El tiempo guarda sus secretos en la cara oculta de la luna y nos inspira a contemplarlos a través de un cristal de libertad, como peregrinos con sueños en el morral y un bastón de ilusiones en el alma.
Su esencia es ser sustantivo circular de lo que ahora es, antes fue y luego será, como en una ronda de la oscuridad a la luz, de la vida a la muerte, o del porvenir asomándose a los colores de un crepúsculo.

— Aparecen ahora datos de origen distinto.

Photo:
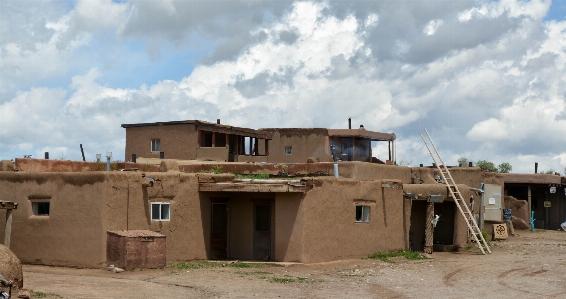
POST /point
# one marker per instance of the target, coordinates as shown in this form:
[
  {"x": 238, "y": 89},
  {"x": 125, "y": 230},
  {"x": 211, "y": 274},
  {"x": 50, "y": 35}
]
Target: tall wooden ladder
[{"x": 455, "y": 193}]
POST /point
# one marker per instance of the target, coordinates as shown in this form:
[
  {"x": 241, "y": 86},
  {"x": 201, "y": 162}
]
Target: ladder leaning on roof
[{"x": 455, "y": 193}]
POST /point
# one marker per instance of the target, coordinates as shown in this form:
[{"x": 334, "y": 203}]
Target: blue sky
[{"x": 487, "y": 78}]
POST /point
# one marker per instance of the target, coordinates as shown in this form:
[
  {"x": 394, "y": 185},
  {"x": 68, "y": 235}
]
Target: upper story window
[
  {"x": 40, "y": 208},
  {"x": 362, "y": 213},
  {"x": 155, "y": 145},
  {"x": 160, "y": 211},
  {"x": 363, "y": 152}
]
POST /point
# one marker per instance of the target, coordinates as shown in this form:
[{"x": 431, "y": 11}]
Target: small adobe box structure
[
  {"x": 195, "y": 140},
  {"x": 136, "y": 249},
  {"x": 544, "y": 194}
]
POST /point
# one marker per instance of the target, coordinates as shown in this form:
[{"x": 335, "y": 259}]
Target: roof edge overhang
[{"x": 208, "y": 126}]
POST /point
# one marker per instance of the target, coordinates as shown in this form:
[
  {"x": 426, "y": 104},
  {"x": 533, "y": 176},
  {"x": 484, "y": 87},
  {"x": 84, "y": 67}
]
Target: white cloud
[
  {"x": 432, "y": 26},
  {"x": 487, "y": 79}
]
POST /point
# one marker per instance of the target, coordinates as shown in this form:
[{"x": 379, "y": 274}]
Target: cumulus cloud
[{"x": 486, "y": 78}]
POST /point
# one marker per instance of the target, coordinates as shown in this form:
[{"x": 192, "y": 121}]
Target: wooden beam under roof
[{"x": 251, "y": 187}]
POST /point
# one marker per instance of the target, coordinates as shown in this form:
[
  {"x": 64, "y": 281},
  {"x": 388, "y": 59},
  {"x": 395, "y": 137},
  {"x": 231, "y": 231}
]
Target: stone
[
  {"x": 24, "y": 294},
  {"x": 11, "y": 268}
]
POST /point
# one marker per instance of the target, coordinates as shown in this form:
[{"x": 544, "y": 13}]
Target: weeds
[
  {"x": 285, "y": 279},
  {"x": 259, "y": 176},
  {"x": 44, "y": 295},
  {"x": 209, "y": 265},
  {"x": 408, "y": 254}
]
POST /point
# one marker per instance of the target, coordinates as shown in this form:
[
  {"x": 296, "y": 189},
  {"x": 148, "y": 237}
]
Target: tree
[
  {"x": 504, "y": 167},
  {"x": 463, "y": 161},
  {"x": 486, "y": 166}
]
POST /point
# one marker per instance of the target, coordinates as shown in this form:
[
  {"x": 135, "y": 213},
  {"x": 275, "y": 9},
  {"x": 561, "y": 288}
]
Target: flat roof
[
  {"x": 534, "y": 178},
  {"x": 210, "y": 127},
  {"x": 359, "y": 133}
]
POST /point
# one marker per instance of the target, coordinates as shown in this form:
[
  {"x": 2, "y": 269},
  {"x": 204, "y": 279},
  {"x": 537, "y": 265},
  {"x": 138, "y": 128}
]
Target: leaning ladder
[{"x": 455, "y": 193}]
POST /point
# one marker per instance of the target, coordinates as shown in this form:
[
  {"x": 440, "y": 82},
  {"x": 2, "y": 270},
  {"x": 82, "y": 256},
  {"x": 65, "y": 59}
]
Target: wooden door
[
  {"x": 219, "y": 231},
  {"x": 262, "y": 232}
]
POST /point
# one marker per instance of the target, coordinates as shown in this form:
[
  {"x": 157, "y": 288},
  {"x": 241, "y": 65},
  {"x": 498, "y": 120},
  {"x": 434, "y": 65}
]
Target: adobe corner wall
[
  {"x": 329, "y": 218},
  {"x": 72, "y": 234}
]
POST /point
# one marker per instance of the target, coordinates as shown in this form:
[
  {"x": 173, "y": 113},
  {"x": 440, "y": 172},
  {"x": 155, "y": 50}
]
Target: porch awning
[{"x": 254, "y": 186}]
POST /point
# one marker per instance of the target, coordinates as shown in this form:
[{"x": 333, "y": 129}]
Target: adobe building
[
  {"x": 200, "y": 140},
  {"x": 544, "y": 194},
  {"x": 64, "y": 218},
  {"x": 195, "y": 140}
]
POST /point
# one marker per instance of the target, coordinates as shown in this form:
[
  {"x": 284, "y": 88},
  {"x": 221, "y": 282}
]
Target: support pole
[
  {"x": 251, "y": 146},
  {"x": 83, "y": 152},
  {"x": 529, "y": 200},
  {"x": 429, "y": 229},
  {"x": 8, "y": 228}
]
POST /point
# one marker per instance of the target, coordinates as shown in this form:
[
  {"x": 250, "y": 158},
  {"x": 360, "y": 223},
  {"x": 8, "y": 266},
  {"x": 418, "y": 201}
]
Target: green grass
[
  {"x": 44, "y": 295},
  {"x": 408, "y": 254},
  {"x": 209, "y": 265}
]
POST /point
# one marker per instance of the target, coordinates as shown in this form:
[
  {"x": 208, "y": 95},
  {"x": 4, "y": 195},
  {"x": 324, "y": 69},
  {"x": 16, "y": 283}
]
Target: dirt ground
[{"x": 528, "y": 265}]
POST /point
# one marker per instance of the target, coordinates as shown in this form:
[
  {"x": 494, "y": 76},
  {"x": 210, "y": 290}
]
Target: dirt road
[{"x": 529, "y": 265}]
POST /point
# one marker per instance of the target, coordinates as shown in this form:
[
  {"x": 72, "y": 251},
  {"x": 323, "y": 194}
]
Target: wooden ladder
[{"x": 455, "y": 193}]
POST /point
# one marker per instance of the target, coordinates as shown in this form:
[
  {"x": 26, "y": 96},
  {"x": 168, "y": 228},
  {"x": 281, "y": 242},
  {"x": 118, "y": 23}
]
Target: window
[
  {"x": 362, "y": 213},
  {"x": 160, "y": 211},
  {"x": 40, "y": 208},
  {"x": 344, "y": 148},
  {"x": 363, "y": 152},
  {"x": 155, "y": 145}
]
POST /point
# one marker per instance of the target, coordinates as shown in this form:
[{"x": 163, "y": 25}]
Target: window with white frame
[
  {"x": 362, "y": 213},
  {"x": 155, "y": 145},
  {"x": 160, "y": 211},
  {"x": 363, "y": 152},
  {"x": 40, "y": 208}
]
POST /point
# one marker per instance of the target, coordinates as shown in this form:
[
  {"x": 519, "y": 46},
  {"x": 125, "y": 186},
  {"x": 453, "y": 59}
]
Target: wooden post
[
  {"x": 429, "y": 229},
  {"x": 256, "y": 146},
  {"x": 529, "y": 200},
  {"x": 8, "y": 228}
]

Y va dejando huellas de la eternidad en el camino, para comprender los misterios de la naturaleza, de cómo una semilla será flor, una crisálida mariposa, algún año se volverá bisiesto intruso, o un amor retornará al olvido.
Se distrae armando rompecabezas con nuestra fragilidad, haciéndonos dar maromas por temporadas, o repicando campanas de cosas elementales que esperan turno para ser una historia tejida con nostalgias.
O fugándose, o escondiéndose -por eso nos cambia de edad-, para llevar y traer el infinito a nuestra consciencia, cultivar el pensamiento con gotas sabias y, así, ejercer su viejo y predilecto oficio de conmovernos.
Él es el soñador y nosotros los soñados, por eso se conduele de nuestra escasez y nos propone una dualidad humana nutrida de belleza espiritual, para compensar nuestro vacío e idear una salida al laberinto.
El tiempo es una sugerencia de instantes sublimes para avanzar, como misioneros del recuerdo, hasta intuir el horizonte y escaparnos allá, al final del arco iris, mientras el azar duerme en su propia leyenda.